Open mgoodfellow opened 1 week ago
Hi @youssefhassan
Seeing a spike again in error rates of 503s, with the delayed connect error 113:
Also seeing spikes in response times across most endpoints.
Seems to be recovering again, the spike was from 16:48 -> 17:26 UTC time. Response times are now recovering as well.
I'm keeping an eye on that and I really appreciate the reporting. It helps a lot. I will keep this thread open and please share whenever you see spikes of 500s and hopefully we will find a fix soon
Hi,
Related to: https://github.com/soundcloud/api/issues/311
We are still seeing an increased error rate on the API:
These started around the 20th August and have been ongoing.

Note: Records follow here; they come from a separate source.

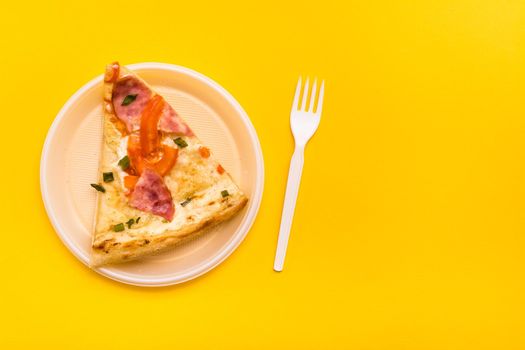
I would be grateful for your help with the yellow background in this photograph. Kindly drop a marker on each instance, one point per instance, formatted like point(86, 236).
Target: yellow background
point(409, 230)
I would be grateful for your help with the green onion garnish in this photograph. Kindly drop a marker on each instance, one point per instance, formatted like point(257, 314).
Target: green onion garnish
point(186, 201)
point(119, 227)
point(130, 222)
point(128, 99)
point(124, 163)
point(98, 188)
point(108, 177)
point(180, 142)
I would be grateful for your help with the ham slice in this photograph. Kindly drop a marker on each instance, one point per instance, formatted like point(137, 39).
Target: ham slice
point(152, 195)
point(130, 114)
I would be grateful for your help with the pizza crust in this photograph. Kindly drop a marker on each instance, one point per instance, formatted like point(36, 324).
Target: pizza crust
point(126, 248)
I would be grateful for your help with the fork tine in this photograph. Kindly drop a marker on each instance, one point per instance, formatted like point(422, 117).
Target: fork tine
point(312, 96)
point(320, 100)
point(305, 94)
point(297, 94)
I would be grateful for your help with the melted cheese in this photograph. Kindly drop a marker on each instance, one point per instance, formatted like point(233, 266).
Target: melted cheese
point(192, 176)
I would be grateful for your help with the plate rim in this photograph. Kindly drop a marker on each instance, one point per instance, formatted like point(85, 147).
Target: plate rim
point(222, 254)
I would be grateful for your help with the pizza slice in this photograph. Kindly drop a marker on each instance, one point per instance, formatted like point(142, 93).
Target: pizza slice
point(158, 185)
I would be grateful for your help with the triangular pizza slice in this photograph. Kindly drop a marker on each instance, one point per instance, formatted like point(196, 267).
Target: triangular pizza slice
point(158, 184)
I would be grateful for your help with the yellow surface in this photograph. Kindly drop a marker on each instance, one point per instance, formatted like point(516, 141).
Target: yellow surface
point(410, 226)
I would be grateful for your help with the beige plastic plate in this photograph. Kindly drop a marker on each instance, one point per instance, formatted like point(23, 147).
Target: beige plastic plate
point(70, 163)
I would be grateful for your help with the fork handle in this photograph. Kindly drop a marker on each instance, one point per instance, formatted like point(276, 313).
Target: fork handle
point(290, 198)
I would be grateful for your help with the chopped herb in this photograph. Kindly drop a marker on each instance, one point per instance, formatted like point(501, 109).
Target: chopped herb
point(130, 222)
point(119, 227)
point(180, 142)
point(124, 163)
point(129, 99)
point(108, 177)
point(186, 201)
point(98, 188)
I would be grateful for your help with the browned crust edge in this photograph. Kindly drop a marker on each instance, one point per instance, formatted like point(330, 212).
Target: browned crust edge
point(111, 252)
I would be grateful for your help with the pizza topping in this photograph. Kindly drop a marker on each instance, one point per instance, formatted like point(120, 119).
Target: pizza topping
point(129, 99)
point(151, 195)
point(179, 141)
point(130, 222)
point(186, 202)
point(145, 149)
point(149, 135)
point(119, 227)
point(124, 163)
point(129, 109)
point(204, 152)
point(98, 188)
point(112, 72)
point(108, 177)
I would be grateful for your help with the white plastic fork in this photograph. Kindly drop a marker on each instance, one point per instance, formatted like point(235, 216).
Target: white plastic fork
point(304, 123)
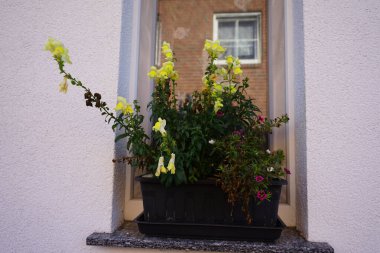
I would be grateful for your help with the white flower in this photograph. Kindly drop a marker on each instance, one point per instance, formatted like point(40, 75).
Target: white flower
point(171, 166)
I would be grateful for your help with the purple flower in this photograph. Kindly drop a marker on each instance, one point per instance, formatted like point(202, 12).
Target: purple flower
point(259, 179)
point(261, 195)
point(219, 114)
point(238, 132)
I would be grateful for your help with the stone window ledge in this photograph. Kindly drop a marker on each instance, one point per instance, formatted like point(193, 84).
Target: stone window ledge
point(128, 236)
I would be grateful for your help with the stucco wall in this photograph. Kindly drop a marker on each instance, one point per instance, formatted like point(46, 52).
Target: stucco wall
point(342, 94)
point(56, 176)
point(56, 171)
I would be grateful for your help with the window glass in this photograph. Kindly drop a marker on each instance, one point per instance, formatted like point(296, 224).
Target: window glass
point(239, 32)
point(247, 30)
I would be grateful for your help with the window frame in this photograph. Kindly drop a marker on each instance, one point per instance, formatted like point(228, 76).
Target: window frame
point(238, 16)
point(287, 211)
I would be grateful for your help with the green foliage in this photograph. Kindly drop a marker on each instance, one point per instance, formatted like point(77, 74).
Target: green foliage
point(217, 131)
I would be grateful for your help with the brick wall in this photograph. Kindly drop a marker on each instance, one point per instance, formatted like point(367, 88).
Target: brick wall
point(187, 23)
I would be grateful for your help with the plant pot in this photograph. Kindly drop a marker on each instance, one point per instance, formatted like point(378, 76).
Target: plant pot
point(205, 203)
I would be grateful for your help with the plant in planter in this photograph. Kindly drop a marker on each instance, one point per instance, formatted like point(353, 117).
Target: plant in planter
point(215, 138)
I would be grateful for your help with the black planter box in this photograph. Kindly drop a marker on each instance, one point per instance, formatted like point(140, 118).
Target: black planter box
point(210, 231)
point(203, 203)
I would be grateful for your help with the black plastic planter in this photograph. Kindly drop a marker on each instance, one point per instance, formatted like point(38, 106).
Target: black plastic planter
point(203, 203)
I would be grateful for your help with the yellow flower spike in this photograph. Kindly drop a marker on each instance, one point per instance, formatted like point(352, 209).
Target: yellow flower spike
point(162, 74)
point(233, 89)
point(160, 167)
point(230, 59)
point(58, 50)
point(171, 165)
point(237, 71)
point(63, 86)
point(165, 47)
point(175, 76)
point(65, 56)
point(218, 88)
point(159, 126)
point(213, 48)
point(168, 67)
point(169, 56)
point(123, 106)
point(52, 44)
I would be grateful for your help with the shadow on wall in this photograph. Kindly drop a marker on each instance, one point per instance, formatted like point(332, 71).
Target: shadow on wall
point(122, 90)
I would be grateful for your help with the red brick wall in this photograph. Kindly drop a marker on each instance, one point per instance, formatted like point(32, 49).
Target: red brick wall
point(185, 24)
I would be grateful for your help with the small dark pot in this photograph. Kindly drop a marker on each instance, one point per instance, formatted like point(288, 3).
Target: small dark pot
point(204, 202)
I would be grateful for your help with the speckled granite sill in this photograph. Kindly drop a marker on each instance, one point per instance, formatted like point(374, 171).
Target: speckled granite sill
point(128, 236)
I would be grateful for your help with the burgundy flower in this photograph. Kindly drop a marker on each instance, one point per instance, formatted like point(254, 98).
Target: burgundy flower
point(261, 195)
point(259, 179)
point(261, 119)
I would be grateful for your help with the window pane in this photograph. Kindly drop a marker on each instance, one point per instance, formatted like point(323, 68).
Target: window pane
point(230, 46)
point(247, 49)
point(226, 30)
point(248, 29)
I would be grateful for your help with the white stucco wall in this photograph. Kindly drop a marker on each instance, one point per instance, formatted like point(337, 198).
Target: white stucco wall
point(56, 171)
point(57, 182)
point(342, 94)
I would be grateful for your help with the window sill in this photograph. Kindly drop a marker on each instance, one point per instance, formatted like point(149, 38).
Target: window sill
point(128, 236)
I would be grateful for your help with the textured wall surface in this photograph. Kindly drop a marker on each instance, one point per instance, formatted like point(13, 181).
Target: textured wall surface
point(342, 88)
point(56, 171)
point(56, 177)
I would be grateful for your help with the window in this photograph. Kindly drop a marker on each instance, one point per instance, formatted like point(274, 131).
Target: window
point(240, 33)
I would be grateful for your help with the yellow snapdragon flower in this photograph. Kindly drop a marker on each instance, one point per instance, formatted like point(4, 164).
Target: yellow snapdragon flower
point(229, 59)
point(174, 76)
point(213, 48)
point(236, 67)
point(63, 86)
point(171, 165)
point(167, 51)
point(162, 74)
point(237, 71)
point(168, 67)
point(159, 126)
point(160, 167)
point(123, 106)
point(58, 50)
point(153, 72)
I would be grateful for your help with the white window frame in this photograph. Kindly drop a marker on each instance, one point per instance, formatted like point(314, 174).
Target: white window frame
point(246, 16)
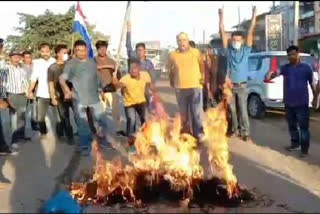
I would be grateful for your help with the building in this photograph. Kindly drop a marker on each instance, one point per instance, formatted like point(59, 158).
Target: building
point(309, 24)
point(259, 40)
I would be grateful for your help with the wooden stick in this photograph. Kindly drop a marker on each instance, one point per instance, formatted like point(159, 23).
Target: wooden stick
point(122, 37)
point(72, 41)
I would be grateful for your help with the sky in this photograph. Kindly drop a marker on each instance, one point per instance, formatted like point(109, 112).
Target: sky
point(151, 20)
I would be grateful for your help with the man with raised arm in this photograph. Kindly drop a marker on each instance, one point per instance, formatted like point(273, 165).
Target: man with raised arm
point(237, 55)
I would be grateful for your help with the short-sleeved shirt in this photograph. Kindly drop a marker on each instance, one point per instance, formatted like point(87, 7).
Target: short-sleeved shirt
point(295, 84)
point(84, 78)
point(40, 74)
point(105, 73)
point(238, 63)
point(54, 72)
point(186, 67)
point(134, 92)
point(28, 70)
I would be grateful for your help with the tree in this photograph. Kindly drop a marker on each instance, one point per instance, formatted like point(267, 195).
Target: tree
point(48, 27)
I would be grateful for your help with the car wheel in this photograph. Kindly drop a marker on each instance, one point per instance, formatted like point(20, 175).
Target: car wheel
point(256, 107)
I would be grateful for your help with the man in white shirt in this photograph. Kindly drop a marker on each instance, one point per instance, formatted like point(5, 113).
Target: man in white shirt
point(40, 73)
point(15, 88)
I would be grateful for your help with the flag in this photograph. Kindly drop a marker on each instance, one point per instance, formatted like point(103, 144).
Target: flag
point(79, 25)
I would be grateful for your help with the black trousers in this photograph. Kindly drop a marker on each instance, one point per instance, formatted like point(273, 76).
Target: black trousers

The errors are in one of 2 forms:
upstream connect error or disconnect/reset before headers. reset reason: remote connection failure, transport failure reason: delayed connect error: 113
OR
upstream connect error or disconnect/reset before headers. reset reason: remote connection failure, transport failure reason: delayed connect error: 111
Retries often work, and they are sporadic and spikey - so we generally see the errors clustered:
We are seeing these errors on Tracks, Reposts, Profiles primarily. It affects both read-only (GET) and mutation endpoints (PUT / POST etc).
Would be good to understand these as we don't retry mutations, only idempotent reads.